Sunil Garodia Editor-in-Chief of indiacommentary.com. Current Affairs analyst and political commentator.

The chartered accountancy profession in India is passing through troubled times. With the regulatory body, Institute of Chartered Accountants of India (ICAI), acting like a spineless and mute spectator, the reputation of most accounting firms, including the big four, is taking a severe beating as audit scandals come tumbling out of the cupboard.

PwC had to endure a two-year ban as it 'failed' to detect the fraud in the books of Satyam Computer Services. More recently, Ernst and Young were suspended from bank audits as they 'failed' to detect the Yes Bank fraud. Now, the Enforcement Directorate has summoned executives of Deloitte and BSR & Associates (they work for KPMG in India) for the multiple frauds detected in IL& FS scam.

There is a growing perception in financial circles that these are not 'failures'. Experienced auditors like PwC, Ernst & Young, Deloitte & KPMG can point out cooked-up books in a flash. It is being alleged that auditors are colluding with managements to allow cooking-up of books. Auditors are turning a blind eye to accounting malpractices being indulged into by companies. From allowing concealment of losses and related-party transactions to ignoring fund diversion and even leaking insider information, accounting firms stand accused of unethical behaviour of all kinds.

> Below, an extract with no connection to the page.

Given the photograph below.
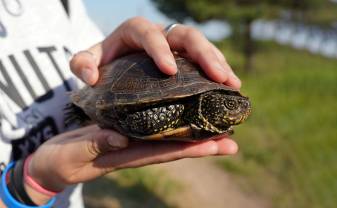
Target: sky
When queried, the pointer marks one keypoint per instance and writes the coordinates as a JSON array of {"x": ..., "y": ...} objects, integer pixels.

The big four accounting firms have a firm grip on the profession all over the world. In India, they audit more than 70 percent of the big companies including groups like Tata. Since the government wants foreign investments to flow to India, it needs the backing of these audit firms. Hence, it has till now gone soft on them, despite their involvement in big-ticket scandals abroad and an increasing number of scandals in India. But with more and more scandals emerging, SEBI and the Serious Fraud Investigation Office, along with the ED, are examining the role of these auditors with a fine toothcomb.

The problem is that the profession in India is dominated by small players (audit firms with less than 5 partners) and they do not have the wherewithal to take on these global giants. Most Indian firms are also not interested in joining hands and merging to form a big firm to take on these giants, here and in other countries too. In fact, some of them are more interested to get the work palmed off by these giants in sub-contract. The ICAI is also dominated by these small players and they are more interested in retaining their turf rather than bringing discipline in the profession or ensuring that members perform their duties honestly and ethically. The National Financial Reporting Authority (NFRA), established with much fanfare in the aftermath of the Satyam scandal, remains a moribund body. Since the ICAI is either unwilling or unable to play the desired role in regulating the profession, the government must activate the NFRA, provide it with the required infrastructure and give it powers to ensure that audit firms maintain ethical standards and report all issues, even the smallest ones, with due diligence.